Speaking to reporters at the National Press Club, Levitt also announced two Securities and Exchange Commission initiatives aimed at getting mutual funds to simplify and improve the information they disclose to investors.
In addition, Levitt said he is working with derivatives market participants to develop voluntary suitability standards to ensure that state and local governments and other investors are not sold derivative products that are unsuitable for them.
Levitt said the SEC will soon publish an informational brochure for investors about municipal bonds.
He also said that the SEC should have "supervisory responsibility" over anybody in a bank that sells a mutual fund.
Levitt told the reporters that he was disappointed that Congress failed to approve a pending investment advisers bill before it adjourned last week. The bill would have increased the SEC's registration fees for investment advisers and allowed the commission to use the money to inspect more advisers to see if they are complying with securities laws.
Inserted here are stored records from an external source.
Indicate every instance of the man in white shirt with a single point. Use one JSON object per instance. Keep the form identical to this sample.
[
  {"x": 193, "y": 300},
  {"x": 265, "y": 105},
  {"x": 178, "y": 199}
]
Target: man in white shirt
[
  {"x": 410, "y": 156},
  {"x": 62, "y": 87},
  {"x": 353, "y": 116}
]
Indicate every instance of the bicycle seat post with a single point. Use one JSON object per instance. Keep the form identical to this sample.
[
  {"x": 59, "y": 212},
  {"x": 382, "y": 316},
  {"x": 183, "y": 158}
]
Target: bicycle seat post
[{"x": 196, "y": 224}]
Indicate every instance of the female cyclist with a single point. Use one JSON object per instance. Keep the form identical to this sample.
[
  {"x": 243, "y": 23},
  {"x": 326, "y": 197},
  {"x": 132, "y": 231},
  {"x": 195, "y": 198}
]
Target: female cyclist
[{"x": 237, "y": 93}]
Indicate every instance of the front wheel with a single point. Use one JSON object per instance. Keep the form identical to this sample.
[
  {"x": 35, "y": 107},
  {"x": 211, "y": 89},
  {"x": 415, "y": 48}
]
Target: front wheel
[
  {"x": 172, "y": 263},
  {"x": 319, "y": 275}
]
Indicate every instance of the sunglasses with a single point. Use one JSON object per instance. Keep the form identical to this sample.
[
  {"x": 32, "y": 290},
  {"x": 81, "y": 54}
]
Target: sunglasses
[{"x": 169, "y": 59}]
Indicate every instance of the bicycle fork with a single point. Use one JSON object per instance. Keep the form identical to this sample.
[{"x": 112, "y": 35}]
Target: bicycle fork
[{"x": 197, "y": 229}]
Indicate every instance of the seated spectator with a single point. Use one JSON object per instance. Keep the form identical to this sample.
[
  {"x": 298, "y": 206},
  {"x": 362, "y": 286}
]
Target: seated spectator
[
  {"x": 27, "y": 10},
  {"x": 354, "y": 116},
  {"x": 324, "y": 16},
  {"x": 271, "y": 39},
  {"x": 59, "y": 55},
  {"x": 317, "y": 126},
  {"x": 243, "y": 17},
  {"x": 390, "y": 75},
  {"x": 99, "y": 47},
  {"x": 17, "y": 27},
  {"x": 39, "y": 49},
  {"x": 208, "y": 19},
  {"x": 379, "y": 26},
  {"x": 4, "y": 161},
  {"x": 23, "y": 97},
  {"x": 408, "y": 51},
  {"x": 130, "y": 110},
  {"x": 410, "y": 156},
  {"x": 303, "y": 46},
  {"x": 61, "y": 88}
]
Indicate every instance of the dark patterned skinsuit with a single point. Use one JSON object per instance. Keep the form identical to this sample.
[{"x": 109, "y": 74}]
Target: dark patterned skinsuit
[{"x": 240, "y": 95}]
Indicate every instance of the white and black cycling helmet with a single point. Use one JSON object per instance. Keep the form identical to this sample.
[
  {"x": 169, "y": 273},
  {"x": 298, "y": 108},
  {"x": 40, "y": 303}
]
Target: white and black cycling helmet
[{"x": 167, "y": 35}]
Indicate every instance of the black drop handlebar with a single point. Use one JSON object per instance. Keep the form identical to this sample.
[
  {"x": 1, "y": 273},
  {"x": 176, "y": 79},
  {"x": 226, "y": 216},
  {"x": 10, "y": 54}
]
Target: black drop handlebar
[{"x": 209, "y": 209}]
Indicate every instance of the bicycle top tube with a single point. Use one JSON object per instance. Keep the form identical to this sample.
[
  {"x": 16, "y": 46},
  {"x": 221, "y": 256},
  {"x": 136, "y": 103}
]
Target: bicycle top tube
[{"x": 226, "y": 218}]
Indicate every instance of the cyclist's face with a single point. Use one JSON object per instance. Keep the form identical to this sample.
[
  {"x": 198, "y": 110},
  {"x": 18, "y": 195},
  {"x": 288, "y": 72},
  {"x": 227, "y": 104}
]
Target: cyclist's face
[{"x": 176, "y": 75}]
The measure also would have authorized the SEC to determine if there are potential conflicts of interest between advisers and their clients and to write rules requiring that such conflicts be disclosed. Most of the bill's provisions were agreed to by key House and Senate members. But the bill died after Sen. Phil Gramm, R-Tex., blocked it, saying the increased fees would be a tax on advisers that would stifle competition within the industry and put small firms out of business.
Levitt told the reporters that "we need help" in getting that legislation because the SEC has too little staff to inspect many advisers.
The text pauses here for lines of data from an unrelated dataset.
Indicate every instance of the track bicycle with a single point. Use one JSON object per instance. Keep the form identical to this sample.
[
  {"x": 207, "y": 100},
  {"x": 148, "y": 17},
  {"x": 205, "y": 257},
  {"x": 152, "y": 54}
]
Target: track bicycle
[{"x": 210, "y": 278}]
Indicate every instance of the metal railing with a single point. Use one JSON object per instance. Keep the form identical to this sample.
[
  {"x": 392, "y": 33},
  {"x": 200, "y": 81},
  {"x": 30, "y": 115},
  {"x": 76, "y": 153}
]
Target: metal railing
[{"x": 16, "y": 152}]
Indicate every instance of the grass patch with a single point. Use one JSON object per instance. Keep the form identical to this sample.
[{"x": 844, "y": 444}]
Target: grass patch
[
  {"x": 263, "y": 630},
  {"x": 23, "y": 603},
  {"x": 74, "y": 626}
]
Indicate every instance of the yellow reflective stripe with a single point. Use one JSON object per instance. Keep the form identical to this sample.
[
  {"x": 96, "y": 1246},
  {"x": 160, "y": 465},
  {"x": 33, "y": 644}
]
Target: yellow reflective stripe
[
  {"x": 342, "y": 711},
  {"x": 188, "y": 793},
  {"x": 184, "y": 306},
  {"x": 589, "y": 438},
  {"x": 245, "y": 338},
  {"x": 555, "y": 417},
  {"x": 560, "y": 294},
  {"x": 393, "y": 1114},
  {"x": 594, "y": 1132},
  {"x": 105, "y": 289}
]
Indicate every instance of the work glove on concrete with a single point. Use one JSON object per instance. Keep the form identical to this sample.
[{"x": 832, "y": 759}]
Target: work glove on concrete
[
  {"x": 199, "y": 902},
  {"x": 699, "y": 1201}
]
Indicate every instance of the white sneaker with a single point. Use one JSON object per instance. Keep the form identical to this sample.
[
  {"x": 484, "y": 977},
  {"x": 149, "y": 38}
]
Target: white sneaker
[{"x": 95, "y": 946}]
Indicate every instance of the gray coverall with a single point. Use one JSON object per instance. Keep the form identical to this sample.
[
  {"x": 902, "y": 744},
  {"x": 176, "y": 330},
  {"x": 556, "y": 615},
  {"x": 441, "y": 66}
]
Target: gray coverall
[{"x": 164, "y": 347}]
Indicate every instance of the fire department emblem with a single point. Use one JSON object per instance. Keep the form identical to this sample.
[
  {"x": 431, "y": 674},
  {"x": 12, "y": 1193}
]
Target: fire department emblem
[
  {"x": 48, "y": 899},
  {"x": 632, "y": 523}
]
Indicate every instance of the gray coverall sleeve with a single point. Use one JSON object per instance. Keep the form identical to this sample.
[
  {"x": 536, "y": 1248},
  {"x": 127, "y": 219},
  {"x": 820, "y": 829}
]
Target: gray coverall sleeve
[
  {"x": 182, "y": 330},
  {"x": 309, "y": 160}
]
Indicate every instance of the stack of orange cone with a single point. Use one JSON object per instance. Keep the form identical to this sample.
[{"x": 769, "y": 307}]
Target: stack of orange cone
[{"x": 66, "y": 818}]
Since 1981, the number of investment advisers has soared to 22,000 from 5,100, with assets under their management increasing to $9.3 trillion from $450 million. But the SEC staff assigned to inspect the advisers has increased by only 15 during the period, to 51 inspectors.
Asked about Congress' delay in enacting a funding bill that forced the SEC to halt some services and cost the Treasury almost $20 million, Levitt said, "I am going to do everything I can to see that it never happens again."
Congress did not approve the bill until just before it adjourned and a week after the new fiscal year began because several Republican senators held it hostage to try to win congressional consideration of their own unrelated revenue proposals.
Levitt said the SEC is embarking on the two initiatives to improve mutual fund disclosures because fund prospectuses are often too technical and legalistic for investors to understand.
"We want a higher standard of clarity," he said.
One initiative is an SEC commitment to expedite its review of any mutual fund prospectuses that are simplified and clarified for investors.
The other calls for fund officials to provide investors with a "one-page, stand-alone summary" of the main features of the fund. Levitt said seven of the largest fund groups have already agreed to provide such summaries to investors.
He stressed that fund officials should still provide investors with a full prospectus, but said the summary will make it easier for them to understand the fund's plans and potential risks.
Levitt said that suitability standards for derivatives are needed, but that he wants to work with market participants to come up with voluntary standards.
The derivatives market, Levitt said, "is much better than it was a year ago" and is "more mature" partly because widely publicized derivatives-related losses have made both dealers and investors pay more attention to their derivatives activities.